21st Celtic Connections poised to provide more Highland piping than ever
In the 20 years since the annual January Celtic Connections festival in Glasgow launched, Highland piping has generally been in the background, especially when compared with its August counterpart in Piping Live! But this year’s Celtic Connection program, when one takes a closer look, has a surprising amount of both solo and ensemble performances that feature Scotland’s national instrument.
The festival will even kick off with Highland pipers Lorne MacDougall and Steven Blake welcoming guests at the opening night show on Thursday, January 16th, at the Glasgow Royal Concert Hall.
No fewer than 14 events will feature Highland piping, either as the main attraction or combined with other musicians, but the three primary events for those
pipers and drummers looking for more familiar fare will certainly be the annual Piping Concert, this year featuring the National Youth Pipe Band of Scotland, supported by Highland pipers Angus MacColl and Ross Ainslie, with Calum MacCrimmon’s “Boraraig” on January 25th, also at the Glasgow Royal Concert Hall; the Gordon Duncan Memorial Recital featuring Ali Hutton, Emmett Conway and Sylvain Hamon, January 26th at the National Piping Centre; and a show with the aforementioned Lorne MacDougall also on January 26th at the Mitchell Library.
Other Celtic Connections acts that feature Highland piping include the Olllam and Ross Ainslie (Jan. 18), Skipinnish (January 24), Salsa Celtica and RURA (Jan. 24), and “The Cauld Wind Blaws Big” featuring Finlay MacDonald.
When asked if Celtic Connections had been impacted at all by Piping Live!, spokesperson Hannah Matheson of Glasgow Life, which helps to coordinate the event, said, “I don’t think so; Piping Live! is a hugely successful festival in its own right.”
While Piping Live! has a ready-made international audience as a result of the influx of pipers and drummers to the World Pipe Band Championships, Celtic Connections stands up on its own as an 18-day event that takes over much of Glasgow City Centre.
The well-known Canadian piper and composer Michael Grey has made the journey to Celtic Connections for several years. “I don’t go to Celtic Connections for the piping,” he said. “I have enough of that throughout the rest of the year.
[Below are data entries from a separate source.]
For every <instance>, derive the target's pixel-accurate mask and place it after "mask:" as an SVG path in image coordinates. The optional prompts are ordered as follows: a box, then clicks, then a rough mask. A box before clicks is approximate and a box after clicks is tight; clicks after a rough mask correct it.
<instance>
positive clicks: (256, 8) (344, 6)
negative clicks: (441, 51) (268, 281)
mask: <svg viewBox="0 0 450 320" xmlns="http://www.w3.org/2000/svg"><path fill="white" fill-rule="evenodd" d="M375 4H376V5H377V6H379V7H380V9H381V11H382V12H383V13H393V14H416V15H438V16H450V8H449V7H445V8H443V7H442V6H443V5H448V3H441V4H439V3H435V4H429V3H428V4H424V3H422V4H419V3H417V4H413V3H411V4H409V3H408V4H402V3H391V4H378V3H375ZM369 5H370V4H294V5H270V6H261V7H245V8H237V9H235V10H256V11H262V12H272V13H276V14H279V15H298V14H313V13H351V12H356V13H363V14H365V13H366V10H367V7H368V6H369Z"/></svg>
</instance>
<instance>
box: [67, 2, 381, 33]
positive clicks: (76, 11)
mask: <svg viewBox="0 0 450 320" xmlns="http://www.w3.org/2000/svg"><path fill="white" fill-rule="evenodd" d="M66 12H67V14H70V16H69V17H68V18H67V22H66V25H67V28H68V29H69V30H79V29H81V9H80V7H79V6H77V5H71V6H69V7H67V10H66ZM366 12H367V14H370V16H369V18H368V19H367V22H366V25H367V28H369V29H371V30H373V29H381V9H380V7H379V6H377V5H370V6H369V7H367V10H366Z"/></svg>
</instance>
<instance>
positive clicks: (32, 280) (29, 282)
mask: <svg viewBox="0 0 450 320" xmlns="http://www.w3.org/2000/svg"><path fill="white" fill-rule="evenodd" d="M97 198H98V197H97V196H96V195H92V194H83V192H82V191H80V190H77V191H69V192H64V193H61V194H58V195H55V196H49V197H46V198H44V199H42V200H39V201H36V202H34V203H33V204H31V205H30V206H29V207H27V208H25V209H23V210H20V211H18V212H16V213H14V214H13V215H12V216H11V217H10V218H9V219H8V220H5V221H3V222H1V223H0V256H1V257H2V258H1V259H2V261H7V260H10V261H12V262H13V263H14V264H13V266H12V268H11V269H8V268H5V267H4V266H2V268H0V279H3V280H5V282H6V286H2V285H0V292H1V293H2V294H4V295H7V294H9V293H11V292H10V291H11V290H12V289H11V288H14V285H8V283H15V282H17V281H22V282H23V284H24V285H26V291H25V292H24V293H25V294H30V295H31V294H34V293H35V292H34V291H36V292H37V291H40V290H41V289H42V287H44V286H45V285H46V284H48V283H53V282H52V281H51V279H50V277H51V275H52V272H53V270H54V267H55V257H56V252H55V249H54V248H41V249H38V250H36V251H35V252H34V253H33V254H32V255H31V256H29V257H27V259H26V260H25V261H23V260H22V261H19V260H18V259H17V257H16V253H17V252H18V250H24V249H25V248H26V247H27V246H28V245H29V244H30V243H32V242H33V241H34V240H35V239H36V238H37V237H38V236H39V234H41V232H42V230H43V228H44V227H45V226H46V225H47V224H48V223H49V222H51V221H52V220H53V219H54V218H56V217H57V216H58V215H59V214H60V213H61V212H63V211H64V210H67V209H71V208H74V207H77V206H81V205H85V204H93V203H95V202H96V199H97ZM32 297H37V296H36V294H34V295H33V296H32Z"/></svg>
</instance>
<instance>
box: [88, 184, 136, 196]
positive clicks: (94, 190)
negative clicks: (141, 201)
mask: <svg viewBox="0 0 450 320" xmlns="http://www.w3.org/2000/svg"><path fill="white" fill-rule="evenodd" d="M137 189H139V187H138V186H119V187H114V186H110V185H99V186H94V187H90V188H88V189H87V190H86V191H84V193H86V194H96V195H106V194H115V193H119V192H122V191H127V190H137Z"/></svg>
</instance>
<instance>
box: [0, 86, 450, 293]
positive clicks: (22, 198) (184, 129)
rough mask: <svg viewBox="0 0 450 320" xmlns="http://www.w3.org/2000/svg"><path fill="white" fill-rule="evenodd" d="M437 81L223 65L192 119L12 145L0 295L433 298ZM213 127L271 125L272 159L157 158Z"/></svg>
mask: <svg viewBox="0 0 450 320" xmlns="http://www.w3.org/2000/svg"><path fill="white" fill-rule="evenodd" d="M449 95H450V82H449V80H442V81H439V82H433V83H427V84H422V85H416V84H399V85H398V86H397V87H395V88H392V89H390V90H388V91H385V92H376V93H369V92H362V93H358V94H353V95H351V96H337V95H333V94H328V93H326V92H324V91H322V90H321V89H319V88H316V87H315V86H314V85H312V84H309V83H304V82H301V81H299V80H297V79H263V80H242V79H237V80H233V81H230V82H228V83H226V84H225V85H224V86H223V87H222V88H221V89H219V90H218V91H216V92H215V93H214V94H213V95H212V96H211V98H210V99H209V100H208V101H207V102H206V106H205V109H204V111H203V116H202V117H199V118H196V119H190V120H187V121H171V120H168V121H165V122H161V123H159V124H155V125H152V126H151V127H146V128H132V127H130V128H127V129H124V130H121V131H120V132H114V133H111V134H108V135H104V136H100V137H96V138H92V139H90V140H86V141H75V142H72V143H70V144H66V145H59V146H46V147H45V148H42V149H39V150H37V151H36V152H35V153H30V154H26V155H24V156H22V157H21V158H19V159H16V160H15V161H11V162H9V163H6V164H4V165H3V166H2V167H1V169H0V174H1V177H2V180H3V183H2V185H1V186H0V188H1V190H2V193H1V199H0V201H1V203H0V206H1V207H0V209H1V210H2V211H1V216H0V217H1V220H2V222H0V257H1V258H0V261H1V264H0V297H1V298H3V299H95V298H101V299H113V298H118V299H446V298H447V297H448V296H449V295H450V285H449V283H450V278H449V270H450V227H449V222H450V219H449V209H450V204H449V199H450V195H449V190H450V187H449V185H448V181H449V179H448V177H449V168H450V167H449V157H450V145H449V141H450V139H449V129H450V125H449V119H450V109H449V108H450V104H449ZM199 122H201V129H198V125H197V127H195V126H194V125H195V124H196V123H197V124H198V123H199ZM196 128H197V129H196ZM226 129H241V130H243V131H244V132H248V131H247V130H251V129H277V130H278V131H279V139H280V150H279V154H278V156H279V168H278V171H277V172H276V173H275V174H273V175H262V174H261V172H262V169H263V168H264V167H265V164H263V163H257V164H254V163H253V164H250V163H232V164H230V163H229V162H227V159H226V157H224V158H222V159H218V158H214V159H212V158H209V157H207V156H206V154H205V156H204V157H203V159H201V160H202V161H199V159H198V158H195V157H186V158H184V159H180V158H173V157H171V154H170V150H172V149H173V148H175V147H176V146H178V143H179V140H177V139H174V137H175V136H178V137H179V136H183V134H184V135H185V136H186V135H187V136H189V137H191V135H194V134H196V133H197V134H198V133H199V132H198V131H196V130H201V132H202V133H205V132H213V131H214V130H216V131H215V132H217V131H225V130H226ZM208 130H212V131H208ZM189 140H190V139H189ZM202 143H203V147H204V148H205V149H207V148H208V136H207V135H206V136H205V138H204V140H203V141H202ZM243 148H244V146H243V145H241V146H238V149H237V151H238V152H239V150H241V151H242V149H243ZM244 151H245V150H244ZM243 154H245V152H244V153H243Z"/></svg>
Celtic Connections is about catching some good tunes and, if I’m lucky, get inspired by music played a good distance from any competition platform. In many ways Glasgow in January – or Scotland in January – beats August: the light is low, the tourists are few and the watercolours by J.M.W. Turner are hanging in Edinburgh’s National Gallery.”
Celtic Connections begins on Thursday, January 16th, and runs until Sunday, February 2nd.
Bit unfair to describe it as background when they’ve regularly held band concerts, recitals (the first time and the last time I saw Gordon Duncan play live was at Celtic Connections, in ’98 and ’04), workshops and concerts featuring them by the bucketload. One might as well complain about the under-representation of the banjo (also not true, happily).